Any help would be appreciated,

Thanks

PsychoMikey:
Well, there are a few different tricks/tips you can try at this point, but it all depends on the way the drive is failing.
I've had some great results with freezing disks and then reconnecting them. (quick google link: http://www.knowledgesutra.com/forums/topic/26193-hard-drive-freezer-trick/)

There are also special company's that will extract all possible data from crached drives but its very expansive and take's a long time. Then i would definitly redownload. That way you get a nice and clean install.

NOP:
if the drive isn't making any weird or bad sounds, and appears to be spinning up properly, then it may be the PCB on the drive.  You can often find either bare PCBs or used hard drives on fleabay.  The trick is that you've got to get a drive/PCB that is as absolutely close to the one you have currently.  There should be some date codes and other identification bits on the PCB and stickers on the drive that you can use to narrow down the field of available drives.  An ideal candidate should also have the same firmware version that you have on your dead drive.

If you can find such a thing, swapping out PCBs is really easy, it's just some torx screws.

I've done it once.  Saved me some hours for sure.

I used to take the approach of "that drive can go-there's nothing I can't get back again (by downloading) on it" and then realized that there are hours and hours of time spent both collecting, sorting and organizing whatever files are on your drives.  *everything* is worth backing up.  I've promised myself that I will never have to reconstruct again. 

VanillaGorilla:

--- Quote from: NOP on October 27, 2010, 09:52:25 am ---if the drive isn't making any weird or bad sounds, and appears to be spinning up properly, then it may be the PCB on the drive.  You can often find either bare PCBs or used hard drives on fleabay.  The trick is that you've got to get a drive/PCB that is as absolutely close to the one you have currently.  There should be some date codes and other identification bits on the PCB and stickers on the drive that you can use to narrow down the field of available drives.  An ideal candidate should also have the same firmware version that you have on your dead drive.

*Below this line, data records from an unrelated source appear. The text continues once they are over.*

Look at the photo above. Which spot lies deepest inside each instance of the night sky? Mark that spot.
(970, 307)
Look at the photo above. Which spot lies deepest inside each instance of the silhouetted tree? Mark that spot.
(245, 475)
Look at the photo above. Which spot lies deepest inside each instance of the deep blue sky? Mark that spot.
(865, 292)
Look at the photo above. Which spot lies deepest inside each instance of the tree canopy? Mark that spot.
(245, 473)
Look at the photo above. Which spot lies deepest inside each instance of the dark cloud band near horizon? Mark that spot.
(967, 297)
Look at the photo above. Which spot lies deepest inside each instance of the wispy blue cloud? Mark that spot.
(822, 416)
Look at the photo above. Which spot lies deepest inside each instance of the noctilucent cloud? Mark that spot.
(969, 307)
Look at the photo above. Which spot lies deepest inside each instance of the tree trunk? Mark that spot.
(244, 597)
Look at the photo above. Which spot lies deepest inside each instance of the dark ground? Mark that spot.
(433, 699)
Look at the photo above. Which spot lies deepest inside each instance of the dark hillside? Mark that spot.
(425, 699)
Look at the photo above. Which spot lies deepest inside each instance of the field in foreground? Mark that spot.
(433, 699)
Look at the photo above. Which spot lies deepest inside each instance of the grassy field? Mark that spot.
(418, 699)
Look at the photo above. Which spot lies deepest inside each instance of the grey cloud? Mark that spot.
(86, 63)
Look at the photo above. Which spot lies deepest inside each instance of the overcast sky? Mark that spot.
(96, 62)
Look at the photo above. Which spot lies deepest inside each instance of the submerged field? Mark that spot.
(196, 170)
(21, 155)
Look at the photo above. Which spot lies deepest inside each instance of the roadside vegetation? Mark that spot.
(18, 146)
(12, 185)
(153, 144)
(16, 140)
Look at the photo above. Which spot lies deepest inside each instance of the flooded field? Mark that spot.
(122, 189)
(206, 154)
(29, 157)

If you can find such a thing, swapping out PCBs is really easy, it's just some torx screws.

I've done it once.  Saved me some hours for sure.

I used to take the approach of "that drive can go-there's nothing I can't get back again (by downloading) on it" and then realized that there are hours and hours of time spent both collecting, sorting and organizing whatever files are on your drives.  *everything* is worth backing up.  I've promised myself that I will never have to reconstruct again. 

--- End quote ---


What he said. This can save you upwards of $1000......

patm95:
There is a program called spinright that can sometimes save a hard drive that has a few bad sectors. This might help u enough to get a new drive and transfer info.